Restaurata l’Urna del Bottarone, capolavoro etrusco custodito al Museo Archeologico Nazionale di Firenze, a sessant’anni dalla devastante alluvione che nel 1966 colpì la città. All’epoca l’Arno invase anche le sale del museo, sommergendo con oltre due metri d’acqua e fango il laboratorio di restauro, l’archivio fotografico e numerosi reperti della sezione etrusca. Oggi, nell’ambito di tourismA - Salone Archeologia e Turismo Culturale, organizzato da Archeologia Viva (Giunti Editore), il museo presenta in anteprima assoluta al Palazzo dei Congressi la mostra I colori dell’alabastro. Il restauro dell’Urna del Bottarone a sessant’anni dall’alluvione di Firenze. L’esposizione celebra il completamento di un importante intervento conservativo che ha restituito luminosità e intensità ai colori originari dell’urna in alabastro, riportando alla luce l’intenso abbraccio della coppia di sposi scolpita oltre 2400 anni fa.
Il restauro, compiuto da Daniela Manna su progetto scientifico e sotto la supervisione di Barbara Arbeid, Giulia Basilissi e Mario Iozzo, è stato reso possibile grazie al sostegno dell’Ufficio Federale Svizzero della Cultura. L’esposizione presso gli spazi di tourismA è a cura di Daniele Federico Maras, Barbara Arbeid e Giulia Basilissi, realizzata con il sostegno dell’Ambasciata di Svizzera in Italia, e allestita dallo studio Deferrari+Modesti con la collaborazione di neo.lab.
“L’urna del Bottarone è stato un esperimento ben riuscito di restauro con una collaborazione a più livelli, collaborazione di professionisti e di risorse pubbliche e con l’utilizzo di fondi internazionali. Un’eccellenza che restituisce un messaggio positivo per il futuro del patrimonio culturale a noi affidato: dalla catastrofe dell’alluvione a una nuova vita per l’urna etrusca e per il Museo”, ha affermato Daniele Federico Maras, Direttore del Museo Archeologico Nazionale di Firenze.

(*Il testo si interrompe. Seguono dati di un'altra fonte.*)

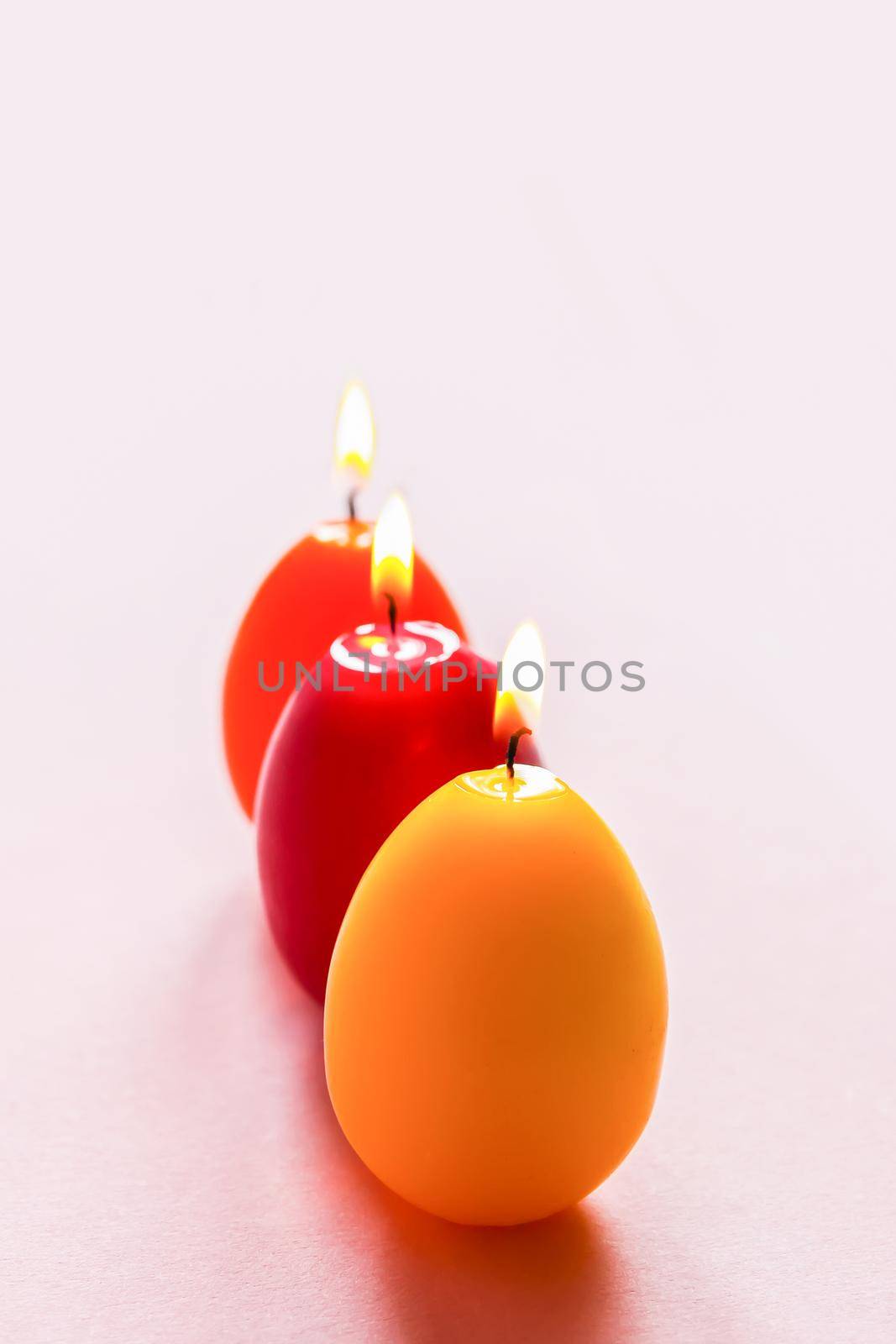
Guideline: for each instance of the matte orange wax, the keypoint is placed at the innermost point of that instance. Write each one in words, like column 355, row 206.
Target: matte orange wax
column 496, row 1007
column 318, row 589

L’urna, realizzata tra il 425 e il 380 a.C. in alabastro bianco con venature di grigio, fu rinvenuta nel 1864 in località Bottarone, nei pressi di Città della Pieve; entrò poi nella collezione di Giorgio Taccini e successivamente in quella di Giuseppe Pacini, e dal 1887 fa parte delle collezioni del museo fiorentino. Il coperchio raffigura una coppia di coniugi, un soggetto raro nella scultura funeraria chiusina dell’epoca, che tradizionalmente presenta il defunto accompagnato da un demone femminile alato: qui, invece, la figura femminile è la moglie, come suggerisce il gesto dello svelamento, elemento che rende l’opera iconograficamente eccezionale.
Dopo l’alluvione, l’urna fu oggetto di un primo restauro tra il 1969 e il 1970, diretto da Francesco Nicosia, in una fase cruciale per la rinascita della tutela a Firenze. Tuttavia, quell’intervento si limitò alla pulitura dal fango e, con il tempo, le superfici si erano progressivamente ingrigite mentre la testa maschile mostrava problemi strutturali.
Nel 2022, grazie a un finanziamento frutto dell’accordo tra il Governo della Repubblica italiana e il Consiglio Federale svizzero, è stata avviata una nuova campagna di studio, diagnostica e restauro, quando venne selezionato tra i vincitori del Bando per gli aiuti finanziari destinati al restauro dei beni culturali mobili. L’intervento ha portato a risultati di grande rilievo, tra cui l’individuazione e la mappatura del blu egizio, oltre a ocre e cinabro, consentendo di ricostruire con maggiore precisione la policromia originaria dell’opera. “Le indagini di imaging hanno dato risultati entusiasmanti: abbiamo individuato il blu egizio e potuto mappare la policromia, immaginando l’urna nel suo aspetto originario”, ha affermato Giulia Basilissi, Funzionaria Restauratrice Conservatrice del Museo.
L’allestimento della mostra a cura dello studio Deferrari+Modesti con la collaborazione di neo.lab, pensato come un racconto sobrio e immersivo, guida il visitatore attraverso una vicenda lunga sessant’anni: dalla sopravvivenza nel fango alla rinascita conservativa, intrecciando memoria collettiva, storia del museo e pratica del restauro.
La mostra è visitabile dal 27 febbraio al 1° marzo, dalle 9 alle 18, a ingresso gratuito presso il Palazzo dei Congressi – Spazio espositivo centrale. Al termine di tourismA, l’Urna del Bottarone tornerà esposta nelle sale del Museo Archeologico Nazionale di Firenze.